Muito bem, se todos concordamos até aqui, porque, ou o quê, me “cheirou mal” nesse caso? Diria que o excesso de comemorações nas redes sociais: “bandidos!, covardes!, vermes!” acompanhavam comentários que entendi como se quase pulando a cerca da legalidade para um justiçamento dos meliantes nas redes sociais. Comentários pediam castigos explicitados para os malfeitores e prisão aos pais dos meninos que já eram adultos. Era como se cada um de nós soubéssemos exatamente a quem pertencia a culpa naquele momento. E para um crime bárbaro já teríamos a condenação com convencimento próprio. E mais: tive a sensação que se saíssemos das redes digitais virtuais para o mundo analógico real não me assustaria se nós, agora, cometêssemos a barbárie com os agressores agredindo-os fisicamente. Foi essa a sensação que não “me cheirou bem”.

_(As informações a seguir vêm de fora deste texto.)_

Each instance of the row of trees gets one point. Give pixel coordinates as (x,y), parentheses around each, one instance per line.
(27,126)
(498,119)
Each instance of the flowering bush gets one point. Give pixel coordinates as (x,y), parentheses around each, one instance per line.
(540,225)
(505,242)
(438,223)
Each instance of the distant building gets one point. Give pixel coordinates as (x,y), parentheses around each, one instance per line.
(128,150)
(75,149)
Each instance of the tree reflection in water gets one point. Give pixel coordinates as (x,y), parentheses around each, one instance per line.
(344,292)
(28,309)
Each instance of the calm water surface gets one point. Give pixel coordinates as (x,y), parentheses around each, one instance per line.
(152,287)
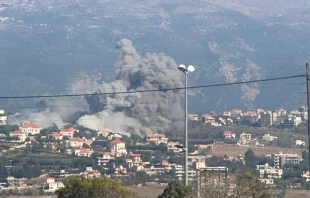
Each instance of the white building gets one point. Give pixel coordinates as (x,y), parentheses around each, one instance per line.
(3,118)
(300,143)
(19,134)
(306,175)
(267,137)
(30,128)
(157,138)
(52,185)
(265,171)
(280,159)
(118,146)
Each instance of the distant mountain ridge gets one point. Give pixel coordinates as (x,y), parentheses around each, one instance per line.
(44,44)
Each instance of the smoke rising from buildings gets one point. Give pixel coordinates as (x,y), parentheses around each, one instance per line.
(139,113)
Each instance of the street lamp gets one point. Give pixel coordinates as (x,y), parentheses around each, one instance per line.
(185,70)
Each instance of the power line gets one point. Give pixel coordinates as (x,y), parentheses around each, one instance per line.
(155,90)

Tentando explicar melhor só para chamar a uma reflexão. O mundo em que vivemos, e ajudamos a criar, produziu tais pessoas que condenamos. E temos que continuar condenando: pague-se o crime na lei. Mas quando queremos executar a lei, uma lei que nós acreditamos como certa ao nosso modo, não nos faz muito diferentes deles. O que pode nos fazer diferente é responsabilizar os infratores por seus atos perante a lei. E exigir que ela seja cumprida mesmo se os criminosos sejam nossos filhos.

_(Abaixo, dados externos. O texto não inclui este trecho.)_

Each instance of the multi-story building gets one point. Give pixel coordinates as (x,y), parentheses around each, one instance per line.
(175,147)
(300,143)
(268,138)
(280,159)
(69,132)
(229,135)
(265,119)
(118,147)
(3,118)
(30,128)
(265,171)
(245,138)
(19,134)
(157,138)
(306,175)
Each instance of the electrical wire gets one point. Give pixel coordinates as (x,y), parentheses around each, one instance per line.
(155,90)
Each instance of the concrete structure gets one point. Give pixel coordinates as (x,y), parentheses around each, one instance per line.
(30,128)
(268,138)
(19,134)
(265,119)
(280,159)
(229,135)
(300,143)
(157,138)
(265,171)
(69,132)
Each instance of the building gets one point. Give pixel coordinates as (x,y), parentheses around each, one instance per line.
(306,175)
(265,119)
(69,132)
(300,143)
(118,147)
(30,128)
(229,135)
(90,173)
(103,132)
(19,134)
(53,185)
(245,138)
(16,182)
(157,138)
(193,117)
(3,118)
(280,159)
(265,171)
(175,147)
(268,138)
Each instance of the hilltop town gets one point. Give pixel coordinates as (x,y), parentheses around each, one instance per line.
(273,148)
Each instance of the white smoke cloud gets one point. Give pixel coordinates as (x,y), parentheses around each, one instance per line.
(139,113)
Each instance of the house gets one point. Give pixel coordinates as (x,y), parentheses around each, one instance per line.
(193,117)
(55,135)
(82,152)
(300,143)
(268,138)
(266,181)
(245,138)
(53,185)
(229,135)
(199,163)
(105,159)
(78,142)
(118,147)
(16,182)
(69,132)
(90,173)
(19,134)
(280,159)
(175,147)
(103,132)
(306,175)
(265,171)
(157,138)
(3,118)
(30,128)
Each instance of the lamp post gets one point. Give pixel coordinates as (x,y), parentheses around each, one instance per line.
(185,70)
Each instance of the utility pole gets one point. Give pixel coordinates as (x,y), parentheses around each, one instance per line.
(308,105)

Pois não só os pais são culpados na formação dos valores (e as vezes até o são, os exemplos estão na mídia com pais perdoando os “malfeitos” dos filhos), mas as instituições formadoras (escola, família, entre outras) e as instituições exemplares (igreja, polícia, político, justiça, elites) ruíram nesses tempos de individualismo competitivo.

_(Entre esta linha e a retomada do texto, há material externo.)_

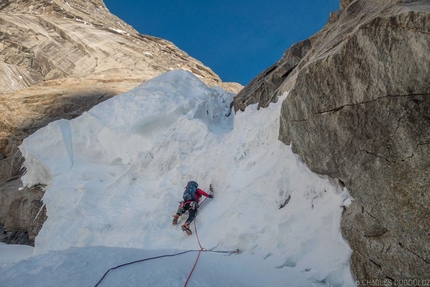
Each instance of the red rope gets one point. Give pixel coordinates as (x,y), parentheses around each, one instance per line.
(192,270)
(198,256)
(198,240)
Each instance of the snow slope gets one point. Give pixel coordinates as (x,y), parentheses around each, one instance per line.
(115,175)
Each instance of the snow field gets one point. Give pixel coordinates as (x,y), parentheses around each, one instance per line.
(115,176)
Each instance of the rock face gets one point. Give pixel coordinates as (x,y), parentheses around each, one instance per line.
(66,51)
(60,58)
(359,110)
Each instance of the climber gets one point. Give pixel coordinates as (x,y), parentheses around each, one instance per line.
(191,198)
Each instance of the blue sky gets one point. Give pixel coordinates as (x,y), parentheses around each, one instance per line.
(237,39)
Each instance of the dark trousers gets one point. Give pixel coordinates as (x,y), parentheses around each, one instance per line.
(191,207)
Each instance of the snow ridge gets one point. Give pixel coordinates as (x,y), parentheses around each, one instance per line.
(115,175)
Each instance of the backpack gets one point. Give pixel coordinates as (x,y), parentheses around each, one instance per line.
(190,191)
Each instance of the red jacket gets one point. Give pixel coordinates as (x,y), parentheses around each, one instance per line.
(199,193)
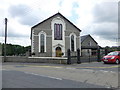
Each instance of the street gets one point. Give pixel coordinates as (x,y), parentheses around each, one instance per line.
(42,75)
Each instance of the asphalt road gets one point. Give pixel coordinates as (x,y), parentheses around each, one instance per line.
(87,75)
(17,79)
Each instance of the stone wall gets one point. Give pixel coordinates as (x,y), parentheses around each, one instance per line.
(35,59)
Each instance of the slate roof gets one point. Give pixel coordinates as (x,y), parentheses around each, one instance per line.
(85,37)
(51,17)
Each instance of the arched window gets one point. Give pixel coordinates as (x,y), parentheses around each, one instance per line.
(42,43)
(72,43)
(57,31)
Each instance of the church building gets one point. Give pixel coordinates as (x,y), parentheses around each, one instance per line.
(54,36)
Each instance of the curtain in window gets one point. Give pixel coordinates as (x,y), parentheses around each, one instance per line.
(42,45)
(58,31)
(72,43)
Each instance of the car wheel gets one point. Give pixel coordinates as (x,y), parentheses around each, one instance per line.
(117,61)
(105,62)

Tempos propícios para que o ovo da serpente seja chocado. O ovo já parece goro. Precisamos estar atentos fiscalizando o mal em nós próprios. Porque o mal pode ser banalizado como nos ensinou Hannah Arendt, neles e em nós também. Foi isso que me cheirou mal. Não me sentindo melhor, mas percebendo quando eu também exalo um odor ruim e banal. Ou que um de vocês me chame atenção. Combinado?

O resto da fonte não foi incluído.